How to Convert Decimals To Fractions - Math trick for recurring decimals | Summary and Q&A

TL;DR

Learn how to convert repeating decimals to fractions using a simple and efficient method.

Key Insights

• 🔁 Converting repeating decimals to fractions involves representing the repeating digits with a line over them.
• #️⃣ Multiplying the equation by a number with zeros equal to the number of repeating digits helps align the decimals.
• 👻 Subtracting one equation from the other eliminates the repeating pattern and allows us to solve for the fraction.
• 🧑‍🏭 The resulting fraction can be simplified by finding a common factor for the numerator and denominator.
• 🔁 There are patterns in converting specific repeating decimals, such as 0.444 (repeating) equaling 4/9.
• 🔂 Converting more complex repeating decimals follows the same steps as simpler ones.
• 🔁 Multiplying the equation by a number with zeros can help align the decimals when converting more complex repeating decimals.

Transcript

good day welcome to Tech math Channel I'm Josh it's quite common in maths we ask our students to go through and change a decimal across to its equivalent fraction you know something like 0.5 is equal to2 or we have 0.25 is equal to a quarter but what do you do when you get something a bit more gnarly something looks like this say we had a decimal w... Read More

Questions & Answers

Q: How can we convert a repeating decimal to a fraction?

To convert a repeating decimal like 0.27 (repeating) to a fraction, we represent the repeating digits with a line over them, set up an equation, multiply by a certain number, subtract the equations, and simplify.

Q: Why do we multiply the equation by 100 when converting repeating decimals?

Multiplying by 100 allows us to align the decimals of the equation, making it easier to subtract one equation from the other and solve for the repeating pattern.

Q: Can we simplify the resulting fraction after converting a repeating decimal?

Yes, we can simplify the fraction by finding a common factor for both the numerator and denominator and dividing them by that factor.

Q: Are there patterns or tricks to converting repeating decimals to fractions?

Yes, there are patterns that emerge when converting repeating decimals to fractions.

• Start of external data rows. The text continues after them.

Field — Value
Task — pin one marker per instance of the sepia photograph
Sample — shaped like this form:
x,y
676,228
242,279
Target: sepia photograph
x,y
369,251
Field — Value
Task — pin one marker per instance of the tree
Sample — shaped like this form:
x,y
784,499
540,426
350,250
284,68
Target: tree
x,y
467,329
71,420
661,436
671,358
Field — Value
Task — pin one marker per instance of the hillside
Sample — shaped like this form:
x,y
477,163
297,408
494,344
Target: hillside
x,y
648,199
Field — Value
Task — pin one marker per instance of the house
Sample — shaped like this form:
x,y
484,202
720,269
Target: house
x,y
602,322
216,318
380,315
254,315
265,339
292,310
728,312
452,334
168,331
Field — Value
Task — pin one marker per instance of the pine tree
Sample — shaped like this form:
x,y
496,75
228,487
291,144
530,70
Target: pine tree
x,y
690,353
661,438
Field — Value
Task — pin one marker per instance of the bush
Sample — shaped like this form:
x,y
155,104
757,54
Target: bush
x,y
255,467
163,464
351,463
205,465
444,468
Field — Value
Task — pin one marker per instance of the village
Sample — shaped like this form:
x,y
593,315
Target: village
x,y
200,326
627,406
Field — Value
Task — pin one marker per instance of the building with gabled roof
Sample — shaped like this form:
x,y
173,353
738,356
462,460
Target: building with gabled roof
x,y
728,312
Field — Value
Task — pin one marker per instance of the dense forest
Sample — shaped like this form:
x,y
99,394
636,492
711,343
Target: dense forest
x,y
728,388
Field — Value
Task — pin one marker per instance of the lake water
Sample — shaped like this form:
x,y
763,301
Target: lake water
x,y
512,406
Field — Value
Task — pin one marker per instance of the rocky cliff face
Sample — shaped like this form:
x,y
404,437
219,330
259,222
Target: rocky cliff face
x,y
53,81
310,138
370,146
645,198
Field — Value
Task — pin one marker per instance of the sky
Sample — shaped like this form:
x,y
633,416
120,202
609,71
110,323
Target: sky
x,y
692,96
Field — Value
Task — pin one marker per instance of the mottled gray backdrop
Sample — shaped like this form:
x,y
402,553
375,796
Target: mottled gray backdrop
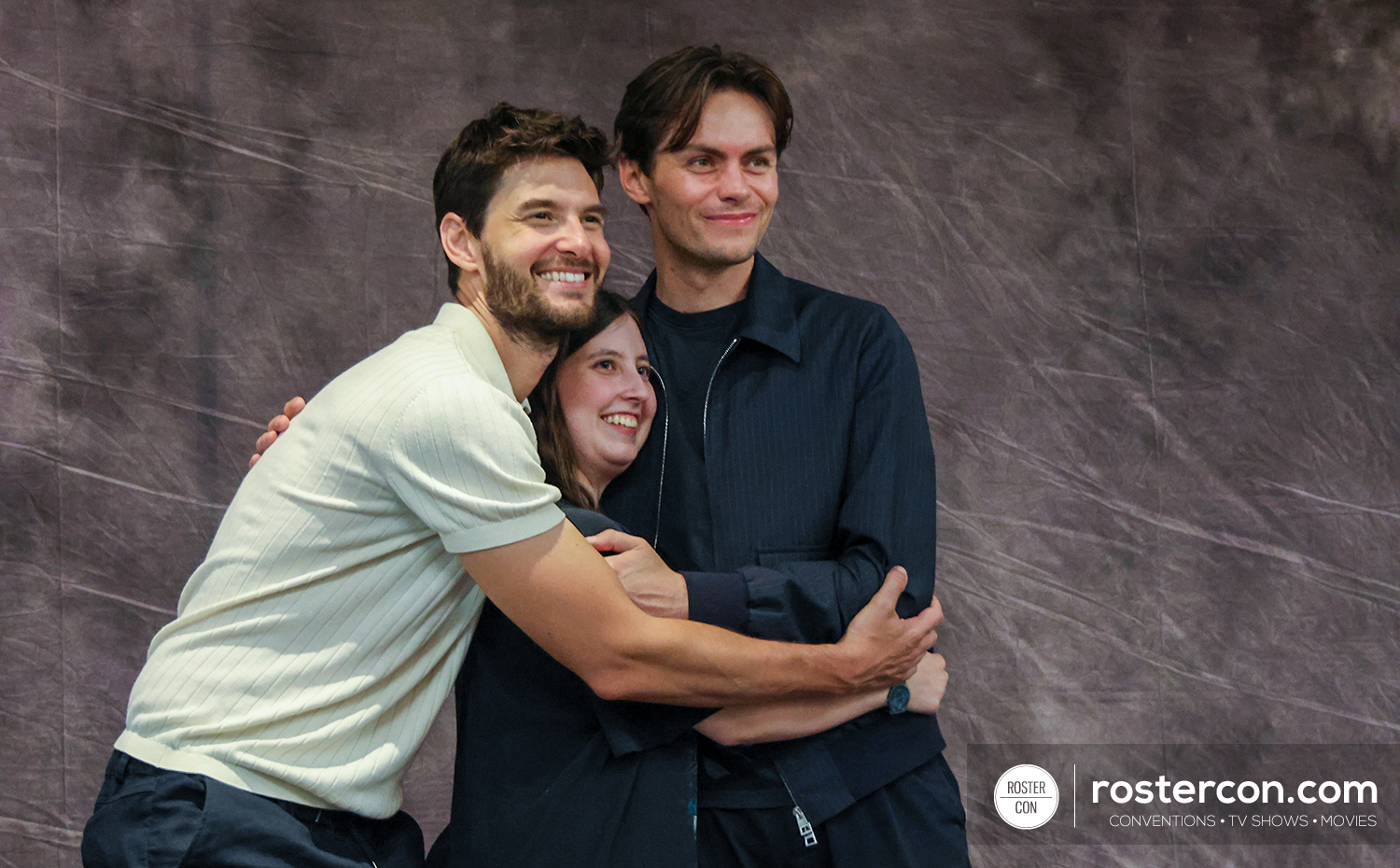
x,y
1148,252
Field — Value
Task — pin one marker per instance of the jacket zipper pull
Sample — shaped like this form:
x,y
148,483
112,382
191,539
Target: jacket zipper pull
x,y
804,828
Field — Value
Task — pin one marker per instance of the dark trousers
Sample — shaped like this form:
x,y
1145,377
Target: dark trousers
x,y
153,818
913,822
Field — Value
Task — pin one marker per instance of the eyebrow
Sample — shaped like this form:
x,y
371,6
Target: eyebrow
x,y
531,204
616,355
714,151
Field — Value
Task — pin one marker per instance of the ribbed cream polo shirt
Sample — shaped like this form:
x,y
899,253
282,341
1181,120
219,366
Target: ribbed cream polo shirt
x,y
316,641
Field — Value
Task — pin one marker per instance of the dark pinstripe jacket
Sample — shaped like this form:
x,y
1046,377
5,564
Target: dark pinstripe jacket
x,y
820,476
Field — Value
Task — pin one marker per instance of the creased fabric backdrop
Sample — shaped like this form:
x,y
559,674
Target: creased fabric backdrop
x,y
1147,251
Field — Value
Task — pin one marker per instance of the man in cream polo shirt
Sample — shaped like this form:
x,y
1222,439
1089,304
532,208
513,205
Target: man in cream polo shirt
x,y
274,717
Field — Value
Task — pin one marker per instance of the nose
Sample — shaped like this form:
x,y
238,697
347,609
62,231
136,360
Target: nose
x,y
734,187
573,238
637,388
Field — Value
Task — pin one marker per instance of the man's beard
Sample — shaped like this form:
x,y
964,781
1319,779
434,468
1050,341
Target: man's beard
x,y
521,308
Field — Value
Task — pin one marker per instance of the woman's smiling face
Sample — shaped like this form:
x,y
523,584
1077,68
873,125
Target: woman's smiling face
x,y
608,402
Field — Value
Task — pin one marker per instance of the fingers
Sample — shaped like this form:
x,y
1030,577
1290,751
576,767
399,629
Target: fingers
x,y
615,540
888,594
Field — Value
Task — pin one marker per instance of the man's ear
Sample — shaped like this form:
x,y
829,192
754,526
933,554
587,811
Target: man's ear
x,y
635,182
462,248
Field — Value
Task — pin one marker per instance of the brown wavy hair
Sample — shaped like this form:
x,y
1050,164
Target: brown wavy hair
x,y
469,171
661,106
556,444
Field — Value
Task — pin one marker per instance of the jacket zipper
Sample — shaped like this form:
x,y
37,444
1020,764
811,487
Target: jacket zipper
x,y
705,414
661,479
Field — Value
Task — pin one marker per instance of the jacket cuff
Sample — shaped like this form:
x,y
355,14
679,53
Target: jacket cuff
x,y
719,598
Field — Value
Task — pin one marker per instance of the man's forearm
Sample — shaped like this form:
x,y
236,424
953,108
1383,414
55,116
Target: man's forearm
x,y
560,591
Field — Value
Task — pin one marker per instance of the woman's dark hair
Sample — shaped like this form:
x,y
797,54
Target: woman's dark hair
x,y
556,444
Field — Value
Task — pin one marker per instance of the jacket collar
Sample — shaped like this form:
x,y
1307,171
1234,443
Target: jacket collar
x,y
770,316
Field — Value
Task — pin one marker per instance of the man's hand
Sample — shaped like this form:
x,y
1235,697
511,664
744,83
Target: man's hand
x,y
274,427
879,647
926,689
650,582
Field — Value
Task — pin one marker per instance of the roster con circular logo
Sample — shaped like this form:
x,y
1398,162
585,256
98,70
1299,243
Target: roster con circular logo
x,y
1027,797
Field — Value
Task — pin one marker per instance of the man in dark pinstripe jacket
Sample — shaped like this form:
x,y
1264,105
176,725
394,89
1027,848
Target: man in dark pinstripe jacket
x,y
790,467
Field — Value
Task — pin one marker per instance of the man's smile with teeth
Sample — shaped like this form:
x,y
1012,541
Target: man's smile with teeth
x,y
622,419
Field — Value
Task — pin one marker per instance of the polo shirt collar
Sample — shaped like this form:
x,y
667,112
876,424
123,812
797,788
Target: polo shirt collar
x,y
770,316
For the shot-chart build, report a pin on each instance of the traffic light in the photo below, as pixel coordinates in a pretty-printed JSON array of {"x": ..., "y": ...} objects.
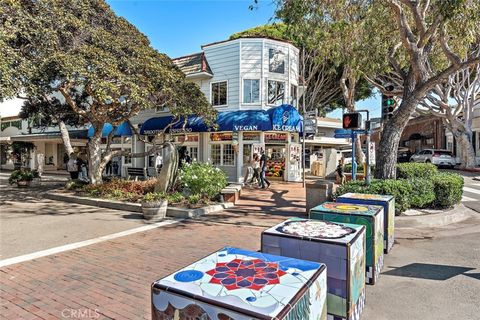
[
  {"x": 352, "y": 120},
  {"x": 388, "y": 106}
]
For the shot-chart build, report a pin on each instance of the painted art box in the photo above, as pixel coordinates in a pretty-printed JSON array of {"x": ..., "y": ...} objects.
[
  {"x": 340, "y": 246},
  {"x": 388, "y": 204},
  {"x": 368, "y": 215},
  {"x": 239, "y": 284}
]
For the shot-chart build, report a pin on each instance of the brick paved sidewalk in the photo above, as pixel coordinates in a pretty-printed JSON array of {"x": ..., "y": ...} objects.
[{"x": 112, "y": 279}]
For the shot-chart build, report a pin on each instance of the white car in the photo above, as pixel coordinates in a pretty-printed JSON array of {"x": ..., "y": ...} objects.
[{"x": 437, "y": 157}]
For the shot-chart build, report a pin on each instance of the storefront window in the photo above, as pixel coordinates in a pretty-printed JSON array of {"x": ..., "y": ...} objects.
[
  {"x": 276, "y": 92},
  {"x": 251, "y": 136},
  {"x": 275, "y": 137},
  {"x": 216, "y": 154}
]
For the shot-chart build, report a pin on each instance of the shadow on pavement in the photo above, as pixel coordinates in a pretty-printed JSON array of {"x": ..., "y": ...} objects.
[{"x": 429, "y": 271}]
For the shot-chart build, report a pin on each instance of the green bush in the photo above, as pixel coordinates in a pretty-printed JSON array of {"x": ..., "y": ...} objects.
[
  {"x": 400, "y": 189},
  {"x": 423, "y": 194},
  {"x": 448, "y": 188},
  {"x": 416, "y": 170},
  {"x": 202, "y": 179}
]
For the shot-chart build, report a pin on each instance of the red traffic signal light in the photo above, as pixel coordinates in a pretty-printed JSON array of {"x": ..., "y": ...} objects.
[{"x": 352, "y": 120}]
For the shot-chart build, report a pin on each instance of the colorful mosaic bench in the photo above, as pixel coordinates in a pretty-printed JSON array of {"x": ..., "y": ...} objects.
[
  {"x": 369, "y": 216},
  {"x": 239, "y": 284},
  {"x": 340, "y": 246},
  {"x": 388, "y": 204}
]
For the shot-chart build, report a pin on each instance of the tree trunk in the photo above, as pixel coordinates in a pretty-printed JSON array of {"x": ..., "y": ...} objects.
[
  {"x": 168, "y": 175},
  {"x": 390, "y": 139},
  {"x": 65, "y": 138},
  {"x": 468, "y": 153},
  {"x": 95, "y": 157}
]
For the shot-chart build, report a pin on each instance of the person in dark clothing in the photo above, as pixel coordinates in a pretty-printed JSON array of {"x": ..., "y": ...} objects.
[
  {"x": 263, "y": 168},
  {"x": 340, "y": 172}
]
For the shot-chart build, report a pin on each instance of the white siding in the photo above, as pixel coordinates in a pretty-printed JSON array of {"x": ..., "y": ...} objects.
[{"x": 224, "y": 60}]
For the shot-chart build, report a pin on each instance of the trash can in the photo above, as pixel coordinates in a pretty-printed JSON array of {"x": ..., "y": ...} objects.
[{"x": 318, "y": 192}]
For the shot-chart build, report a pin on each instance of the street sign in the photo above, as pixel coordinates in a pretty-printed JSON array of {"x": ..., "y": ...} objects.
[
  {"x": 310, "y": 126},
  {"x": 371, "y": 153}
]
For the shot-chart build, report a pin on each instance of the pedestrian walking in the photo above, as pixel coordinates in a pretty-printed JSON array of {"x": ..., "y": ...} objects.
[
  {"x": 263, "y": 168},
  {"x": 340, "y": 172},
  {"x": 256, "y": 169}
]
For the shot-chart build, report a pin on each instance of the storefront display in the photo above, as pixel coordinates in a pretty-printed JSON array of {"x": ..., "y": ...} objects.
[
  {"x": 243, "y": 285},
  {"x": 388, "y": 204},
  {"x": 340, "y": 246},
  {"x": 369, "y": 216}
]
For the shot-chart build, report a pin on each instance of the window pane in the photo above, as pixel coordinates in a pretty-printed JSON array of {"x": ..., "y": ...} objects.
[
  {"x": 277, "y": 61},
  {"x": 215, "y": 155},
  {"x": 228, "y": 155},
  {"x": 247, "y": 91}
]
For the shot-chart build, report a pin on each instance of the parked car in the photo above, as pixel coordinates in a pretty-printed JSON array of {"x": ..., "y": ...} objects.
[
  {"x": 437, "y": 157},
  {"x": 403, "y": 155}
]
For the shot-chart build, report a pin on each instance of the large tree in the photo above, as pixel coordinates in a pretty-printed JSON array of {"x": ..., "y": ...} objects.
[
  {"x": 434, "y": 39},
  {"x": 336, "y": 32},
  {"x": 453, "y": 102},
  {"x": 82, "y": 46}
]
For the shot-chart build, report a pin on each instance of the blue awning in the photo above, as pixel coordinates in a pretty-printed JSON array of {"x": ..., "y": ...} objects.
[
  {"x": 285, "y": 118},
  {"x": 122, "y": 130},
  {"x": 245, "y": 120}
]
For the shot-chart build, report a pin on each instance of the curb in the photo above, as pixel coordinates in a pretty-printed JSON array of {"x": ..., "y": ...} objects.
[
  {"x": 457, "y": 214},
  {"x": 173, "y": 212}
]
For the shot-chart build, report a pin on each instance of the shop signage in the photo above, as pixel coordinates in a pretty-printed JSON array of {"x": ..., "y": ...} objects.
[
  {"x": 245, "y": 128},
  {"x": 221, "y": 136},
  {"x": 275, "y": 137},
  {"x": 251, "y": 136}
]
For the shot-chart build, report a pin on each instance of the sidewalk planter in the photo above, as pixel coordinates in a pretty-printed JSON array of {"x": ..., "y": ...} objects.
[
  {"x": 243, "y": 285},
  {"x": 388, "y": 204},
  {"x": 154, "y": 210},
  {"x": 340, "y": 246},
  {"x": 369, "y": 216}
]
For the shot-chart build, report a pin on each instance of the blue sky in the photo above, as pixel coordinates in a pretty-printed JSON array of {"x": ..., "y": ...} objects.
[{"x": 180, "y": 27}]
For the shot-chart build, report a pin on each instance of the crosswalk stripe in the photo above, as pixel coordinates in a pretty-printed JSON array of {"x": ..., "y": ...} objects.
[
  {"x": 471, "y": 190},
  {"x": 465, "y": 199}
]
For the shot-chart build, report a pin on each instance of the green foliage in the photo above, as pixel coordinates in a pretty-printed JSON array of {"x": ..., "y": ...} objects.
[
  {"x": 202, "y": 179},
  {"x": 448, "y": 188},
  {"x": 121, "y": 189},
  {"x": 400, "y": 189},
  {"x": 423, "y": 194},
  {"x": 175, "y": 197},
  {"x": 416, "y": 170},
  {"x": 154, "y": 197},
  {"x": 21, "y": 175}
]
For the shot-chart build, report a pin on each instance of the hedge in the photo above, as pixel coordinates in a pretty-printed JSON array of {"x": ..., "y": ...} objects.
[
  {"x": 448, "y": 188},
  {"x": 416, "y": 170}
]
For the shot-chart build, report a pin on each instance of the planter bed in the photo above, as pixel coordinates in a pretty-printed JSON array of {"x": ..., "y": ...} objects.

For example, 0.444 (repeating) is equal to 4/9, and 0.53 (repeating) is equal to 53/99.

Summary & Key Takeaways

• Converting decimals to fractions is a common math practice, but what happens when the decimal has repeating digits?

• To convert a repeating decimal to a fraction, we can represent the repeating digits with a line over them and set up an equation.

• By multiplying the equation by a certain number, subtracting one equation from the other, and simplifying, we can find the equivalent fraction.